Prodigyplace · July 13, 2021, 12:59pm

I am currently still in “testing mode” because of busyness in real life.

mwolter · July 13, 2021, 1:00pm

I’ve seen this be something related to the transmit queue and messages flooding the z stick. Only way to clear it is to unplug the zwave gateway while the machine is powered on and reconnect it.

mwolter · July 13, 2021, 1:19pm

Please see the linked GitHub issue. Relayed this issue to them months ago and what I did to fix it. Appears to be the same issue as the OP.

MasterAeon · July 13, 2021, 3:27pm

I´m currently not home so I´m not able to wake up the leak sensor right now, but will do it tomorrow.

Mwolter, I´m not that skilled in HA so could I ask you to use a few minutes to give me a step-by-step guide on how to fix it?

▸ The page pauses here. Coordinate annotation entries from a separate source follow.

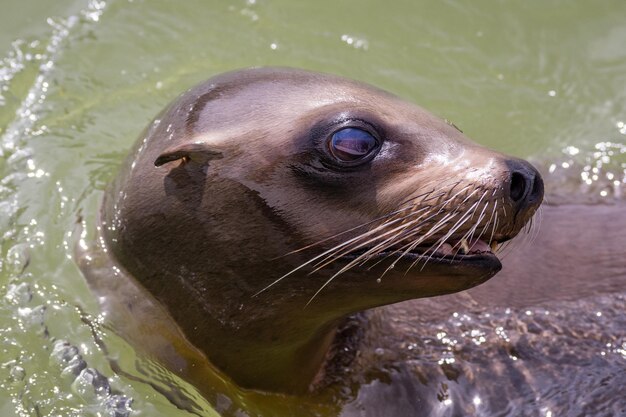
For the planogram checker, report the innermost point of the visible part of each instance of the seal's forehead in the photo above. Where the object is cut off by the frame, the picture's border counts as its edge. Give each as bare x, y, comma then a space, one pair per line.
266, 94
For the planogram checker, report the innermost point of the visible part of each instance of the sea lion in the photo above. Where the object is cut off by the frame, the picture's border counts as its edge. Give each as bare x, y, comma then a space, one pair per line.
264, 206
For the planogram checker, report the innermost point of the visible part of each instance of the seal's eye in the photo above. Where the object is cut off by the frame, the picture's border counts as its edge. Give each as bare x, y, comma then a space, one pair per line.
351, 144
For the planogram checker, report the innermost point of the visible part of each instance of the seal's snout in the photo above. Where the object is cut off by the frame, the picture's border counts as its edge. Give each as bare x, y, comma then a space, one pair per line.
525, 185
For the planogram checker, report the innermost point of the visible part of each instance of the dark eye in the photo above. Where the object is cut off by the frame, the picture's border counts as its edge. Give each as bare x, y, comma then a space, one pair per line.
351, 144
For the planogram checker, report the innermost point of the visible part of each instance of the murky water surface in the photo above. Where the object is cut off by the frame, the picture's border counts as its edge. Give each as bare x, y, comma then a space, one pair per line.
80, 79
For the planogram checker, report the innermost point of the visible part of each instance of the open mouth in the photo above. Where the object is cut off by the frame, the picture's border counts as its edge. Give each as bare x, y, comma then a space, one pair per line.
460, 252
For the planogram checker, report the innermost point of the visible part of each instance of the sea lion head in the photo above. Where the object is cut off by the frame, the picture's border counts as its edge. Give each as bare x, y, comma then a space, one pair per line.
264, 205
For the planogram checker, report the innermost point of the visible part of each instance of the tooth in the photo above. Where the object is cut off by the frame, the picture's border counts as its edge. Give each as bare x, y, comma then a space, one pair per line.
465, 245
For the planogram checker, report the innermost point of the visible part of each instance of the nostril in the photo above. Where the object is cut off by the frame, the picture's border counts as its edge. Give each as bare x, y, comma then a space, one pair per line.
518, 186
536, 193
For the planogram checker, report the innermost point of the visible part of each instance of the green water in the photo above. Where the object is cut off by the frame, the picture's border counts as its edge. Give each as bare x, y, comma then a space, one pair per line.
79, 80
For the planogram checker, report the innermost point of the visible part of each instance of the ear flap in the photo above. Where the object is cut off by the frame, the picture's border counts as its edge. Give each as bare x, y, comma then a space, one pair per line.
198, 152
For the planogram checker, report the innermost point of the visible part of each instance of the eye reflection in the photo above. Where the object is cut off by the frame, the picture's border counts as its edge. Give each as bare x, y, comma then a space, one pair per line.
351, 144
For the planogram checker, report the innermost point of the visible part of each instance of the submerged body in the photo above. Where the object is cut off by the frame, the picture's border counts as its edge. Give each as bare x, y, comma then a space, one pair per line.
265, 206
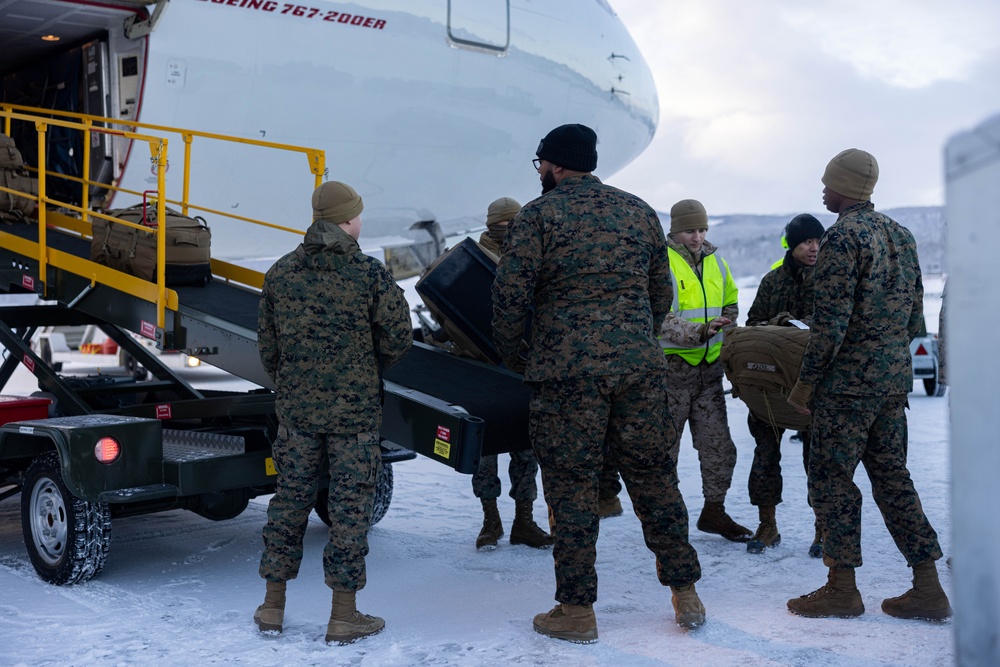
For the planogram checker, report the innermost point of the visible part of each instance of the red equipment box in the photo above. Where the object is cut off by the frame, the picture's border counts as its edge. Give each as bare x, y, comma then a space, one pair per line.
21, 408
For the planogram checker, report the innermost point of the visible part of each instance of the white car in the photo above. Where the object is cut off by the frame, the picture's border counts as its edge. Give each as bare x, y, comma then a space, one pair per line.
923, 352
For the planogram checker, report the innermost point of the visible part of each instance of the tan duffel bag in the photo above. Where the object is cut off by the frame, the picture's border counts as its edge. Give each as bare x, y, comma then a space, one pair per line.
14, 208
133, 251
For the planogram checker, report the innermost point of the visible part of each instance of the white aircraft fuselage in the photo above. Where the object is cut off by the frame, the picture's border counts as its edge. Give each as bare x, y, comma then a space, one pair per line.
431, 109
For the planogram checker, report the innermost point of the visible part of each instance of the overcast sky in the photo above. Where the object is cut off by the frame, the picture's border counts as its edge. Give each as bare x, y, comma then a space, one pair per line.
756, 97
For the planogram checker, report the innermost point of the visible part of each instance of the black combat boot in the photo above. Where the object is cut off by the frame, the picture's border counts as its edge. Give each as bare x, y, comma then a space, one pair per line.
525, 530
492, 528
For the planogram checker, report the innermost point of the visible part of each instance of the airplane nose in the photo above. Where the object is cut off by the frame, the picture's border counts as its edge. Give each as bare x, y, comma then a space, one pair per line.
634, 93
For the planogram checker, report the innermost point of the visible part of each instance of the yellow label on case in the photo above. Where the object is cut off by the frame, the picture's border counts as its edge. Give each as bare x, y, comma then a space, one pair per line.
442, 448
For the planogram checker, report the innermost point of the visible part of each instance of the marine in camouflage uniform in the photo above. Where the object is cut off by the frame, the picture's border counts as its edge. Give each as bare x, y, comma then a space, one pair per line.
331, 319
857, 371
591, 260
694, 373
784, 293
523, 467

petro · July 13, 2021, 3:38pm

Click on the link he provided, expand the comment he linked to. It has a step by step, you just have to read it

MasterAeon · July 14, 2021, 10:30am

The following worked and solved the problem, as mwolter said - when I read the “hidden” info as the ever-present petro said :

As a last-ditch effort, unplugged the Z-Stick while online and plugged it in again, then rebooted. Nodes then started responding.

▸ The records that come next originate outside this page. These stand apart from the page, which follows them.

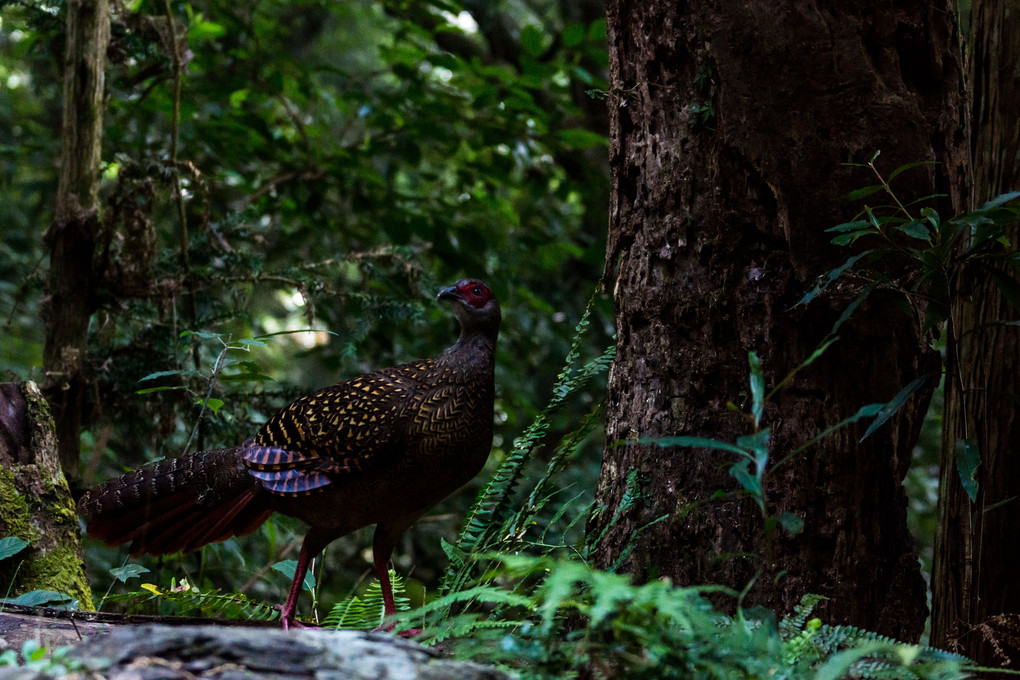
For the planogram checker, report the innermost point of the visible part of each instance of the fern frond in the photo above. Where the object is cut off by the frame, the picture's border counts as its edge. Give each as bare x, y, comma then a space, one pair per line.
367, 611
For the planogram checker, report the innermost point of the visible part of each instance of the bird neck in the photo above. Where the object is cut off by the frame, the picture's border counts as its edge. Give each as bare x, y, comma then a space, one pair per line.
475, 341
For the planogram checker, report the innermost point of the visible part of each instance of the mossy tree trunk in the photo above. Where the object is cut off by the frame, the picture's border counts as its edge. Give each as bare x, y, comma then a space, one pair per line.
974, 580
731, 125
71, 237
35, 503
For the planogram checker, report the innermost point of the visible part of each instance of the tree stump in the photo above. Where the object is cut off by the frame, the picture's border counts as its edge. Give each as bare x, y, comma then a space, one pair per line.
35, 502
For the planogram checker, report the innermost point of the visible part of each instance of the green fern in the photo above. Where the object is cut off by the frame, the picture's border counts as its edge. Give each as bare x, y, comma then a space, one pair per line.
367, 612
493, 520
188, 597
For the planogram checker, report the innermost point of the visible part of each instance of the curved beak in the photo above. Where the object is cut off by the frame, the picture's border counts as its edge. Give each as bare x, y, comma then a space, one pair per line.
450, 293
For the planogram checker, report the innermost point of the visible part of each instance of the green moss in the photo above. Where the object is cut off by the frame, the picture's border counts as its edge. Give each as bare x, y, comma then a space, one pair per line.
14, 517
53, 562
60, 570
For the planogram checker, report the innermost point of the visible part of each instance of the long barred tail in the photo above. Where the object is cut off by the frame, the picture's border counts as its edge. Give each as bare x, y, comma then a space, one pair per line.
176, 505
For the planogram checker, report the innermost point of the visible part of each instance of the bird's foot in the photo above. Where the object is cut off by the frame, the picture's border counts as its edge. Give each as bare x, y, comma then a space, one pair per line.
290, 621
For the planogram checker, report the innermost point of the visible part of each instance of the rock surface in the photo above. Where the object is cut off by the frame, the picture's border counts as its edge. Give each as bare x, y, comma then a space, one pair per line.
162, 652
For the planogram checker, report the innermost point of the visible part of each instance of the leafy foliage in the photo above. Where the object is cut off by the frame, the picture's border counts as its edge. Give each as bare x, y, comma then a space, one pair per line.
545, 618
185, 597
336, 163
367, 611
911, 250
495, 523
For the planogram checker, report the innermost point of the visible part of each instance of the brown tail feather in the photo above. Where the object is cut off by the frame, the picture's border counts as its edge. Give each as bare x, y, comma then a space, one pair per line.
179, 505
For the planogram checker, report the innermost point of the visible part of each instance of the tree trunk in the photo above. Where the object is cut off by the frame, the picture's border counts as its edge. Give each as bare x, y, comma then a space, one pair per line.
731, 123
71, 237
35, 503
976, 562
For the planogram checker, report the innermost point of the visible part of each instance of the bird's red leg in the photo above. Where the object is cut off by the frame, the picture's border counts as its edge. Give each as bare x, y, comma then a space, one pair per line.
381, 550
287, 612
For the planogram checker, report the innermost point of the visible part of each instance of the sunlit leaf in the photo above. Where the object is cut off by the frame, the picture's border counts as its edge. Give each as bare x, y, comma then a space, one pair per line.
11, 545
968, 458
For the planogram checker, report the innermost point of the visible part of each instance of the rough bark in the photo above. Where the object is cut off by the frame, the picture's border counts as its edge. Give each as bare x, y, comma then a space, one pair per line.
35, 503
155, 652
71, 237
976, 562
731, 123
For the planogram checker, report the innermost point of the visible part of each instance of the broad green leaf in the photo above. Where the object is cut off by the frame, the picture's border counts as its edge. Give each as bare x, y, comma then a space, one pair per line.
968, 458
289, 567
848, 239
916, 229
792, 522
889, 409
11, 545
573, 35
212, 404
532, 41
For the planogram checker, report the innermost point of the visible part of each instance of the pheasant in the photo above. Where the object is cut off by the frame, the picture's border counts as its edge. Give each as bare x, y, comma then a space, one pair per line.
379, 449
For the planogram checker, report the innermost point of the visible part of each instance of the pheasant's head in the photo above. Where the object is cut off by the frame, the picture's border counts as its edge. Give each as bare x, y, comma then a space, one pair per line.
475, 307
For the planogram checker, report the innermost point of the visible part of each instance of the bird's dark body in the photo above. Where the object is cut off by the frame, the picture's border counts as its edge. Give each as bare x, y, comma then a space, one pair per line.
379, 449
396, 458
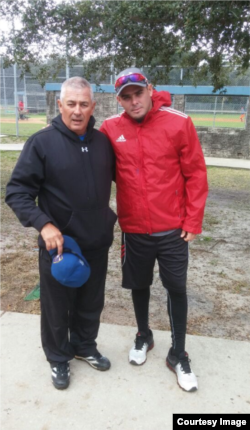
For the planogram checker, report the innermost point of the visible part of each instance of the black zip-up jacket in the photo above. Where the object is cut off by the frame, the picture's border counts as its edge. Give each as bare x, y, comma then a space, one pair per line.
72, 180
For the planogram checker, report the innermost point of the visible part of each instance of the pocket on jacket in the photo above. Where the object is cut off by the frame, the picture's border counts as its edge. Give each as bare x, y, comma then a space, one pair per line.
92, 229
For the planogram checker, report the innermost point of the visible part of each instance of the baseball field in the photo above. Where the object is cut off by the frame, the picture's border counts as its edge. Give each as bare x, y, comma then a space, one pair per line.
34, 122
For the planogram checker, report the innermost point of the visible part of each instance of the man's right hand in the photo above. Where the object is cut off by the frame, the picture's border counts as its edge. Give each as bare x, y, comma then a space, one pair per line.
52, 237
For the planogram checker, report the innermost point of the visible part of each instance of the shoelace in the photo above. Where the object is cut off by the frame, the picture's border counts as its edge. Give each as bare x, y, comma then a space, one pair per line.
139, 342
62, 368
185, 364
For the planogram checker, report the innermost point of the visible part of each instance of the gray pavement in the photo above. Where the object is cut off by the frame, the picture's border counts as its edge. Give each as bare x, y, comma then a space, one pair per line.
235, 163
124, 398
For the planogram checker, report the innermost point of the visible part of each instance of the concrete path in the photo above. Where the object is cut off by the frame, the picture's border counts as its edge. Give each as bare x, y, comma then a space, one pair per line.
124, 398
236, 163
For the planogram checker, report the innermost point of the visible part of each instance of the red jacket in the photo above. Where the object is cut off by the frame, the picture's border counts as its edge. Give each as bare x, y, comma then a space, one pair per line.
160, 170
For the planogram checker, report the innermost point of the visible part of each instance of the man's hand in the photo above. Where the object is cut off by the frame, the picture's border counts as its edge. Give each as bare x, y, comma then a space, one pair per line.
52, 237
188, 237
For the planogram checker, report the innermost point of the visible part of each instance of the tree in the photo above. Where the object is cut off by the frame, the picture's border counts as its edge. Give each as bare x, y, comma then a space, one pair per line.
207, 36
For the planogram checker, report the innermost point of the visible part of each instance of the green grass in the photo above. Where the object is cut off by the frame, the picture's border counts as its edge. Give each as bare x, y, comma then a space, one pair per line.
25, 127
235, 179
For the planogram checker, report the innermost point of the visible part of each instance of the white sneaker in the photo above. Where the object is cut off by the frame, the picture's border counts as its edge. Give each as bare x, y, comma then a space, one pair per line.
180, 366
143, 343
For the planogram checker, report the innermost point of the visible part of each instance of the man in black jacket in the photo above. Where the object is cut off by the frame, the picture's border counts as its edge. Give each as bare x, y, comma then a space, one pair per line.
69, 166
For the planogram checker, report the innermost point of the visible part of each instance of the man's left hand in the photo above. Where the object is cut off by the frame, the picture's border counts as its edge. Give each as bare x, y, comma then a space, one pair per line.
188, 237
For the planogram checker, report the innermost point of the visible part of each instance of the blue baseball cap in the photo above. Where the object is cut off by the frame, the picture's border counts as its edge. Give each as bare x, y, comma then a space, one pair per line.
69, 268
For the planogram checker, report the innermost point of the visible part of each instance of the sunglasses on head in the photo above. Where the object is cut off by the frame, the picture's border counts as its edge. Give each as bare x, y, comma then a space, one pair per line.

Thank you very much, guys! This made me feel the sun shine again.

nmsousa76 · August 18, 2021, 11:42pm

I had a similar issue in my network for weeks. (both in zwaveJS and zwavejs2mqtt). Reboot would sometimes solve the issue, but not always. All devices became unresponsive and in most cases I was able to solve the issue for a few days, by excluding one of the nodes, re-including it, then re interviewing one node at a time starting with zwave nodes (closer to the device then outwards) then doing all the zwave plus ones.

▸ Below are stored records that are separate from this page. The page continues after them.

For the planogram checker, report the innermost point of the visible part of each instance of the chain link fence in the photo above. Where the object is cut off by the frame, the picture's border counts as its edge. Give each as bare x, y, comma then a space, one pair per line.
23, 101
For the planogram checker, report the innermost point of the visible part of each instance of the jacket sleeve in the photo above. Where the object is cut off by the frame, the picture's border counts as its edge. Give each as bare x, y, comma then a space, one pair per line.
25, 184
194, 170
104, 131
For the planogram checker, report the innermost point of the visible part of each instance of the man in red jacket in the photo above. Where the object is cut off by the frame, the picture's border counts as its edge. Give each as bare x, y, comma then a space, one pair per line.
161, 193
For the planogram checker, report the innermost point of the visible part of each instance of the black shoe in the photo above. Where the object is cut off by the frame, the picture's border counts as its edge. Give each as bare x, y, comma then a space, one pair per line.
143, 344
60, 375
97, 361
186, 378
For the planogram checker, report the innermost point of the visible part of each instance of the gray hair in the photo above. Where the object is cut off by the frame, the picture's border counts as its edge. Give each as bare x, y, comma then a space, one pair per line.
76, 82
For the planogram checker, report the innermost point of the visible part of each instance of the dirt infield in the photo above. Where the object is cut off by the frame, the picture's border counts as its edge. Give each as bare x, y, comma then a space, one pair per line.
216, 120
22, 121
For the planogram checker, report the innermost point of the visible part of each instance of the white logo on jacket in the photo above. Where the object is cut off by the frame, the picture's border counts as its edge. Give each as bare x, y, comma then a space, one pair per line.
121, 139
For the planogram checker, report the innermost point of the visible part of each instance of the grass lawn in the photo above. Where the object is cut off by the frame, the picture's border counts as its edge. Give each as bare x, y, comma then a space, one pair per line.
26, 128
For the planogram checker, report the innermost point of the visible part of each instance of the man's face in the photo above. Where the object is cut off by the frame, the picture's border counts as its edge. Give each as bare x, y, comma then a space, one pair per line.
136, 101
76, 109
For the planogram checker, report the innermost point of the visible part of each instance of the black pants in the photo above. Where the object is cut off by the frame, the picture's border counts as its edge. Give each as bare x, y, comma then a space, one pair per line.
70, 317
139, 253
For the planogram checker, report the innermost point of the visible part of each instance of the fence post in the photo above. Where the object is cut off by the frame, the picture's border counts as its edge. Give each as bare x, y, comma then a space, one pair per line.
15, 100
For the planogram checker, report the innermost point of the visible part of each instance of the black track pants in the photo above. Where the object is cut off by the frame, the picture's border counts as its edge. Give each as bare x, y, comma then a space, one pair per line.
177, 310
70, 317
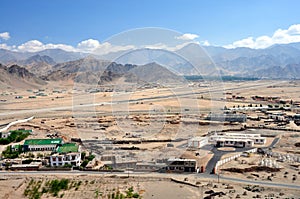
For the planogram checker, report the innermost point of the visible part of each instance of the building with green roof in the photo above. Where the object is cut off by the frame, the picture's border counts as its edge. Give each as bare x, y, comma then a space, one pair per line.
67, 154
42, 144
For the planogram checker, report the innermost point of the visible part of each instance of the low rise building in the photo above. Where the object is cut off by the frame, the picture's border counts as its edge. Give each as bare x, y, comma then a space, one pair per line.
234, 142
178, 165
67, 154
42, 144
197, 142
227, 117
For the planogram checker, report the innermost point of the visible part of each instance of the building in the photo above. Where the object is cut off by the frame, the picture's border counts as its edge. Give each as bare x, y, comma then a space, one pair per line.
233, 137
197, 142
67, 154
42, 144
227, 117
180, 165
4, 135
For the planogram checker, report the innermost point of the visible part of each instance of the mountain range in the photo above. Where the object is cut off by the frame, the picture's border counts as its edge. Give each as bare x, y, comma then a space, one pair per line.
280, 61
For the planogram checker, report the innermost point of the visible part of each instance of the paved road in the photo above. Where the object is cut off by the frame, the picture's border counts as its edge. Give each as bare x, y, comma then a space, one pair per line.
146, 174
115, 101
217, 156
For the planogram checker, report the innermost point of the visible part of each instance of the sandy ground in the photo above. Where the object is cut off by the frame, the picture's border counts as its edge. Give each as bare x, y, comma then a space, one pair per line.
149, 187
148, 115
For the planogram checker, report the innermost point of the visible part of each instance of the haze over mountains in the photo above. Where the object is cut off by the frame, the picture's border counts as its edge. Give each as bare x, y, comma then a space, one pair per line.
281, 61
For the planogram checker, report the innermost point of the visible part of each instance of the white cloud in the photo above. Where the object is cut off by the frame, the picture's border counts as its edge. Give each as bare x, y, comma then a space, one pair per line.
4, 35
5, 46
280, 36
94, 46
187, 36
88, 45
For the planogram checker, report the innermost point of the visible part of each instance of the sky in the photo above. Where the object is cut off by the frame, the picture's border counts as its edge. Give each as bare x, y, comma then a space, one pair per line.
85, 25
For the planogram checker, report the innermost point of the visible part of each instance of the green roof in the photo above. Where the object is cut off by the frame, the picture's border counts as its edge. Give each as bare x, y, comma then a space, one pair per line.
68, 148
43, 141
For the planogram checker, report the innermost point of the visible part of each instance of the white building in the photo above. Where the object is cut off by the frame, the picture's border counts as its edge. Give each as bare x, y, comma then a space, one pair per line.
67, 154
73, 159
234, 142
255, 138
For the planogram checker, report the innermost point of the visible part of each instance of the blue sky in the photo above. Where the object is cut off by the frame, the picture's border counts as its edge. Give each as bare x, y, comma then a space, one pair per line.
69, 22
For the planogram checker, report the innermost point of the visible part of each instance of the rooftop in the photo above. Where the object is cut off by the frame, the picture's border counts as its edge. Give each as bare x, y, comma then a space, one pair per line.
43, 141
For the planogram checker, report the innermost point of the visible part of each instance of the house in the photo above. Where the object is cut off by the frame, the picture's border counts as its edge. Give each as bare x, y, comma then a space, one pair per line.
227, 117
67, 154
237, 140
42, 144
197, 142
178, 165
4, 135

After 3 weeks of troubleshooting, I found the one of my devices was generating tons of energy updates. The minute I unplugged the device, the network started responding as expected. Plugged it back in and sure enough the network became unresponsive again. Tried excluding it, factory reseting it and readding it and same issue resurfaced. In my case this happen to be a a zooz zen15. I am leaving it off my network until I get the latest firmware from Zooz.

I recommend looking at the logs and determine which devices is generating tons of events and either unplugging them (if possible) or excluding them from your network. I know this is not an ideal scenario, but at least the network is stable until you can upgrade the firmware.